I tried to implement bessel function using that formula, this is the code:

function result=Bessel(num);


if num==0
    result=bessel(0,1);
elseif num==1
    result=bessel(1,1);
else
    result=2*(num-1)*Bessel(num-1)-Bessel(num-2);
end;

But if I use MATLAB's bessel function to compare it with this one, I get too high different values. For example if I type Bessel(20) it gives me 3.1689e+005 as result, if instead I type bessel(20,1) it gives me 3.8735e-025 , a totally different result.

Answer 1

such recurrence relations are nice in mathematics but numerically unstable when implementing algorithms using limited precision representations of floating-point numbers.

Consider the following comparison:

x = 0:20;
y1 = arrayfun(@(n)besselj(n,1), x);   %# builtin function
y2 = arrayfun(@Bessel, x);            %# your function
semilogy(x,y1, x,y2), grid on
legend('besselj','Bessel')
title('J_\nu(z)'), xlabel('\nu'), ylabel('log scale')

So you can see how the computed values start to differ significantly after 9.

According to MATLAB:

BESSELJ uses a MEX interface to a Fortran library by D. E. Amos.

and gives the following as references for their implementation:

D. E. Amos, "A subroutine package for Bessel functions of a complex argument and nonnegative order", Sandia National Laboratory Report, SAND85-1018, May, 1985.

D. E. Amos, "A portable package for Bessel functions of a complex argument and nonnegative order", Trans. Math. Software, 1986.

Answer 2

The forward recurrence relation you are using is not stable. To see why, consider that the values of BesselJ(n,x) become smaller and smaller by about a factor 1/2n. You can see this by looking at the first term of the Taylor series for J.

So, what you're doing is subtracting a large number from a multiple of a somewhat smaller number to get an even smaller number. Numerically, that's not going to work well.

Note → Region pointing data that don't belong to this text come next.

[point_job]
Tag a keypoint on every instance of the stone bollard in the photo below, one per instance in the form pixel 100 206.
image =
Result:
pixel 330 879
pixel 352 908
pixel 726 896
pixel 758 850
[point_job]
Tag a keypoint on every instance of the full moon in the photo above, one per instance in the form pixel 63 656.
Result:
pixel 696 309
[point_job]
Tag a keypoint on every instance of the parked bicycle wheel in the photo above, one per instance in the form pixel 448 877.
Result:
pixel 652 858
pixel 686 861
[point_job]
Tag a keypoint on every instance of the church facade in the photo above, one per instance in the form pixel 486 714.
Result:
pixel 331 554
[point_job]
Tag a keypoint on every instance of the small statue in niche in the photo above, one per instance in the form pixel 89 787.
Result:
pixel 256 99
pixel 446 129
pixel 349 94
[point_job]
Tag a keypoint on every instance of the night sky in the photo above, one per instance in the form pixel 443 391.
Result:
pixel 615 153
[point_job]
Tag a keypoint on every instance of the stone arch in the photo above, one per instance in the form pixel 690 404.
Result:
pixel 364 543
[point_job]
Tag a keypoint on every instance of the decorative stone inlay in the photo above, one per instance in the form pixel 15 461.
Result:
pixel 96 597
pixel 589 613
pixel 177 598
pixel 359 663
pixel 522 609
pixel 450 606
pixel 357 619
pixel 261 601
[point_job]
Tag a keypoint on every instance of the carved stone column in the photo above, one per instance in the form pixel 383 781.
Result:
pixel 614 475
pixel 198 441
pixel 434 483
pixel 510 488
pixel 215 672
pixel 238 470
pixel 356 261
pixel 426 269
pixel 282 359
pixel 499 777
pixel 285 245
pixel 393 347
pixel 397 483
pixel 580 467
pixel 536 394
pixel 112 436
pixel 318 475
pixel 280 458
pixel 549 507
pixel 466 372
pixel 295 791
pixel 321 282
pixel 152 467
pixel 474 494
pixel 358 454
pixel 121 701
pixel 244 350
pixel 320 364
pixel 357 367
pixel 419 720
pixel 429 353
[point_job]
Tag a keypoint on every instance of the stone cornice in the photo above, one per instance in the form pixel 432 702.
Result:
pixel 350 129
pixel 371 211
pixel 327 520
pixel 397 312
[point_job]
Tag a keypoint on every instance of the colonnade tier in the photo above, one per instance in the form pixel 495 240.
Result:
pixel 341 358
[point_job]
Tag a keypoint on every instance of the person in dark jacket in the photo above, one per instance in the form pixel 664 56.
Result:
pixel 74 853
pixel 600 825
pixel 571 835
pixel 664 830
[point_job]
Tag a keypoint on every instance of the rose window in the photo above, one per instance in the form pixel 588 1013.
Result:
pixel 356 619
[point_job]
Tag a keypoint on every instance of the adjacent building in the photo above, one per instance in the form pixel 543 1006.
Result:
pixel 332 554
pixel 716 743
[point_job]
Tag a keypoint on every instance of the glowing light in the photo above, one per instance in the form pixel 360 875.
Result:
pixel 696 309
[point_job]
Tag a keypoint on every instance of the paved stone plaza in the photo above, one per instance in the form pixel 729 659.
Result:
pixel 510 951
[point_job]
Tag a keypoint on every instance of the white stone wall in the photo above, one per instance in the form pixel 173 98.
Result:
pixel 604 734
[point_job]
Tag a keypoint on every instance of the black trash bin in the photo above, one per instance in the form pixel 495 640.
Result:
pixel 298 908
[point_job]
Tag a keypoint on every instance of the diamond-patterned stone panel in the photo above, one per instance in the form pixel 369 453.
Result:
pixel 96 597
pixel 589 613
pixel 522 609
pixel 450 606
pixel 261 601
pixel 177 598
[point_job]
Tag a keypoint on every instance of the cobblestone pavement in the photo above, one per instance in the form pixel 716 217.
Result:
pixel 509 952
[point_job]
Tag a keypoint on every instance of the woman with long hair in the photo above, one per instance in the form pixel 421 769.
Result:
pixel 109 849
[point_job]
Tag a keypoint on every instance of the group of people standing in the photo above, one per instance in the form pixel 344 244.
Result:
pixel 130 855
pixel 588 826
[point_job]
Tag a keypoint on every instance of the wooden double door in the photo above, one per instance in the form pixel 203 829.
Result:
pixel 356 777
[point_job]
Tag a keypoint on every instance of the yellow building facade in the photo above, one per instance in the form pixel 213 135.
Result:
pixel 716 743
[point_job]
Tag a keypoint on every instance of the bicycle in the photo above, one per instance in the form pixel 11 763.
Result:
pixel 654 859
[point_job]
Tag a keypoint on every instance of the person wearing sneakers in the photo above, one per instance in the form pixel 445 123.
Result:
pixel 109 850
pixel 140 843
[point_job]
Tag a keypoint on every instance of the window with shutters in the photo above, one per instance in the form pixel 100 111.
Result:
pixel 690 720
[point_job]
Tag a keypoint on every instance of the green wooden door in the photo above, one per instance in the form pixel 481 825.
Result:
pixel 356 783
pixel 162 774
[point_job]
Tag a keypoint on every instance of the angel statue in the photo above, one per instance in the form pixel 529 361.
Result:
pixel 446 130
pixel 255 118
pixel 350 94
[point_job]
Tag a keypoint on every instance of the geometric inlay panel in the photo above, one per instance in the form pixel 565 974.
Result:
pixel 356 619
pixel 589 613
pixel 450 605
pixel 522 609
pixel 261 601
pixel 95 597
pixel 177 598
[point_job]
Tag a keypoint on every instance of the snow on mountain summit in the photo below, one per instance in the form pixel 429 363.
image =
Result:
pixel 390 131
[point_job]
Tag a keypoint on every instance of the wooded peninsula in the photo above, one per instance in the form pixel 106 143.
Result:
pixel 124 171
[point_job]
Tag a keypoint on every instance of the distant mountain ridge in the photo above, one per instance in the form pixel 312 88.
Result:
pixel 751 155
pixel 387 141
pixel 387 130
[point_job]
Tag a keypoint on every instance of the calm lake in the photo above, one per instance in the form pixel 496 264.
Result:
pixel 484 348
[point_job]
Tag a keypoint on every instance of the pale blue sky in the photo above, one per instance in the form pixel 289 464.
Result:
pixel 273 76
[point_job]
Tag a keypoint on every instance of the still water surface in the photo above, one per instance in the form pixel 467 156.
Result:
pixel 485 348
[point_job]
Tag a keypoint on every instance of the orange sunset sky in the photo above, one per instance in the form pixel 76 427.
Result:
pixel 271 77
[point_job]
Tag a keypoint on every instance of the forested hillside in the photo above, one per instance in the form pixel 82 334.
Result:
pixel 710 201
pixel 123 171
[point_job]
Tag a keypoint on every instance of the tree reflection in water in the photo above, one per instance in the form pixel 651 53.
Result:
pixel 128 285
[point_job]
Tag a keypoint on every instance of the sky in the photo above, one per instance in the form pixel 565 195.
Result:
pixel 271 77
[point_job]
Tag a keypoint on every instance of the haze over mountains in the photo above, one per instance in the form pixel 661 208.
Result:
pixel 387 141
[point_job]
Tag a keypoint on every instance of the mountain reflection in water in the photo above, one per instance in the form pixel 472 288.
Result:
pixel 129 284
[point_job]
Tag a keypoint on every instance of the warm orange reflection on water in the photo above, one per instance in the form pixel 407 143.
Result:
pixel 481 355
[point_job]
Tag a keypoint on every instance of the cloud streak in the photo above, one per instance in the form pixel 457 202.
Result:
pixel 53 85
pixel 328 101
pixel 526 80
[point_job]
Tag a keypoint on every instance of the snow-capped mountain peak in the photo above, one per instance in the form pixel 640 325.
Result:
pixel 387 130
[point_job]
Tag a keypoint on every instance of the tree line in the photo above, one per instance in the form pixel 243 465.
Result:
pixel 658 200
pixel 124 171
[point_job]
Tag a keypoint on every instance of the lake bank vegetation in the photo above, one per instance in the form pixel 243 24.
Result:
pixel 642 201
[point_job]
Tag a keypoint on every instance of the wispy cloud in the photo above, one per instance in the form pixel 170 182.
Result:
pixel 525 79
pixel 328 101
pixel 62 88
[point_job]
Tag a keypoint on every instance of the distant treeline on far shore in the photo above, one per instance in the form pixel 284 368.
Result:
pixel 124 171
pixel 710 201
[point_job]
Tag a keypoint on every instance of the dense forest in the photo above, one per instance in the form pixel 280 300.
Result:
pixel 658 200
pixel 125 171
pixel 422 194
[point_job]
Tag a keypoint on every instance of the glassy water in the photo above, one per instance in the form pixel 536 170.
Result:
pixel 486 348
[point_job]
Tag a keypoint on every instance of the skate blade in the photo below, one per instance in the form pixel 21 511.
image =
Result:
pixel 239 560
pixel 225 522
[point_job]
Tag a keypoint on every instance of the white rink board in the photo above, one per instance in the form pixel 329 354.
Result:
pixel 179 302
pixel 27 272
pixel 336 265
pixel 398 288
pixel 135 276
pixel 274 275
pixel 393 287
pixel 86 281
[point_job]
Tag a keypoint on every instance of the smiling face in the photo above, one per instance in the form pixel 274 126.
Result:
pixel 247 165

Look at it this way. We know the result is of the order of 10^-25. You start out with numbers that are of the order of 1. So in order to get even one accurate digit out of this, we have to know the first two numbers with at least 25 digits precision. We clearly don't, and the recurrence actually diverges.

Using the same recurrence relation to go backwards, from high orders to low orders, is stable. When you start with correct values for J(20,1) and J(19,1), you can calculate all orders down to 0 with full accuracy as well. Why does this work? Because now the numbers are getting larger in each step. You're subtracting a very small number from an exact multiple of a larger number to get an even larger number.